A SATB write barrier ensures that whenever a reference to a white object from a gray object is removed, the white object is colored gray. This effectively makes the collector pretend that the object graph didn't change since the beginning of the marking phase, hence the name "snapshot-at-the-beginning".

In terms of code:

C++
void garbage_collector::write_barrier(object& referrer, object& old_referent)
{
    if(!is_marking()) {
        // No need to do anything if not in marking phase.
        return;
    }
    if(is_marked(referrer) && !is_marked(old_referent)) {
        mark(old_referent);
        scanning_queue.push(old_referent);
    }
}

Load-reference barrier

To ensure that an live object in a region in the collection set has only one evacuated copy, and that once it does have one all reads and writes are from/to that copy, a load reference barrier is employed, used, as the name implies, when loading a reference from the heap. Loading non-reference objects, such as integers, requires no barrier.

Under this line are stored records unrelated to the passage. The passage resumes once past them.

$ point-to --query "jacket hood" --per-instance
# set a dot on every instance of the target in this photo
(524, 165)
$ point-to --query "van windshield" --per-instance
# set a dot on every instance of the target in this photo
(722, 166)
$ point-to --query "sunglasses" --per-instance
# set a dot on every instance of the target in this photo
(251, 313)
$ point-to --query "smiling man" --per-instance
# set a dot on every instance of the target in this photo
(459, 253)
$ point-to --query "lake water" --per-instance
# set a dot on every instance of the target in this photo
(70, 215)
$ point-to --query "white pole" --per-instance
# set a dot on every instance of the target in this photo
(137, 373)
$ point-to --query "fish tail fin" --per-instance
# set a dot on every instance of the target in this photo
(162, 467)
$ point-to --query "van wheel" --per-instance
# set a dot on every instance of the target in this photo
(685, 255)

The barrier itself doesn't require too much complicated reasoning: if the object is not in the collection set, no need to do anything. Otherwise, look at the forwarding Brooks pointer in the object header. If present, use that address, otherwise evacuate the object.

As a minor optimization, the reference being read can be updated to point to the new address, to save a tiny bit of work during reference update phase by doing it now.

In terms of code:

C++
reference garbage_collector::load_reference_barrier(reference& ref)
{
    if(!in_evacuation() && !in_update_references()) {
        // Nothing to do here, maybe check if the object has no forwarding
        // pointer for debugging.
        return ref;
    }
    if(!collection_regions.contains(region_of_object(ref))) {
        // Ditto.
        return ref;
    }
    if(!is_forwarded(ref)) {
        assert(in_evacuation());
        ref = evacuate_object(ref);
    } else {
        ref = get_forwarding_pointer(ref);
    }
    return ref;
}

Conclusion

That's about it for the design. While it certainly is more complicated than just a stop-the-world mark-and-sweep, it's also significantly better in many important ways such as latency, and is not too hard to understand, it just has many moving parts.

I am currently in the process of implementing it, to see how well it performs in practice, and how well it's amenable to tuning. I'll come back with measurements once that's ready.